Korschenbroich Als wäre es gestern passiert

Korschenbroich · Vor genau 80 Jahren gab es im Liedberger Wald eine Tragödie: Drei junge Pfadfinder aus Düsseldorf wurden in den stillgelegten unterirdischen Quarzsandstollen verschüttet. Ein Kreuz erinnert noch heute an die drei Toten.
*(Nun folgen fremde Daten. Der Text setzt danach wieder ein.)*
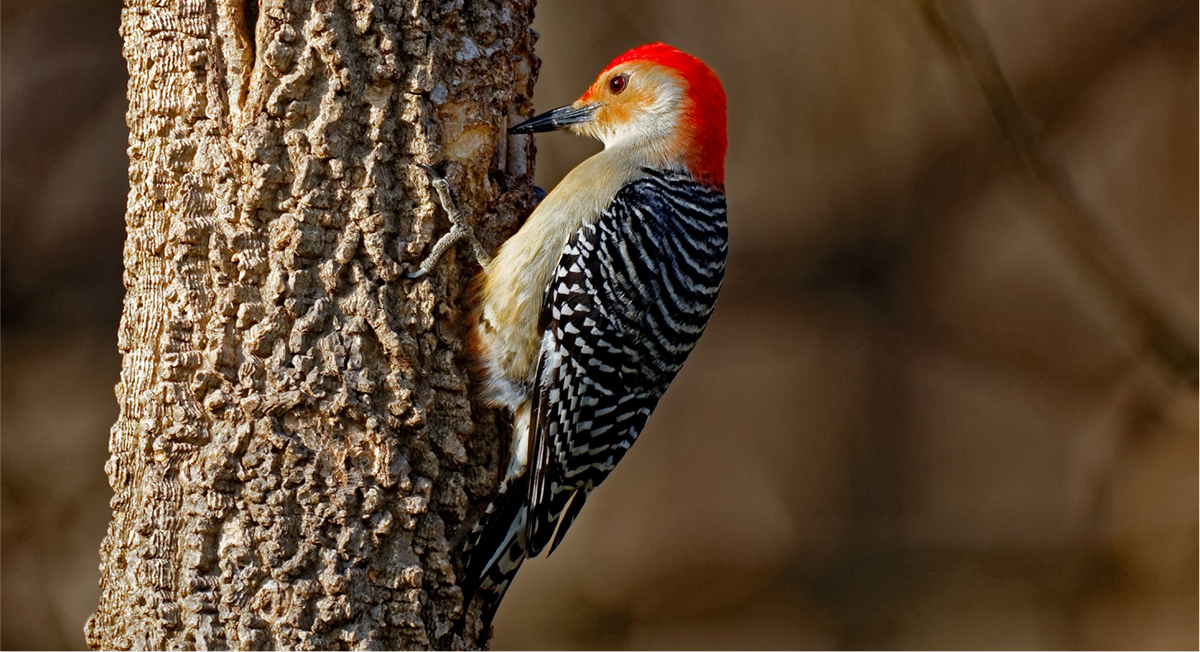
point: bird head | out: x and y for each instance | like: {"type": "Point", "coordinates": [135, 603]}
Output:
{"type": "Point", "coordinates": [655, 102]}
Liedberg Ein schlichtes Kreuz aus Granit erinnert an das Unglück, das sich vor 80 Jahren in dem alten unterirdischen Stollensystem des Liedberger Haags zugetragen hat. Es ragt in einer Mulde am nördlichen Hang des Schlosses aus dem Waldboden. Drei Namen sind darauf eingraviert: Paul Schneiders, Albert Voigt und Heini Pöstges. Diese drei jungen Pfadfinder aus Düsseldorf wurden in der Nacht vom 21. auf den 22. Juni 1930 rund sieben Meter unter der Erde verschüttet und ließen ihr Leben. Ihre 13 Kameraden, mit denen sie in die unterirdischen Gänge eingedrungen waren, konnten sich retten.

Nachts in den Stollen gestiegen

"Für die Liedberger hat dieses Unglück immer noch große Bedeutung. Es ist, als wäre es erst gestern passiert", erzählt Lorenz Meyer. Der 63-Jährige ist Mitglied der Arbeitsgruppe historisches Liedberg und hat sich mit der tragischen Geschichte befasst. So sei zum Beispiel nicht mehr nachzuvollziehen, wo die Jungen in die stillgelegten Quarzsandstollen eingestiegen seien. Von etwa 23 bis 2 Uhr feierte die Pfadfindergruppe namens "Schinderhannes" in der Nacht zum 22. Juni ihr Sommernachtsfest in einer alten Sandgrube des Liedberger Haags.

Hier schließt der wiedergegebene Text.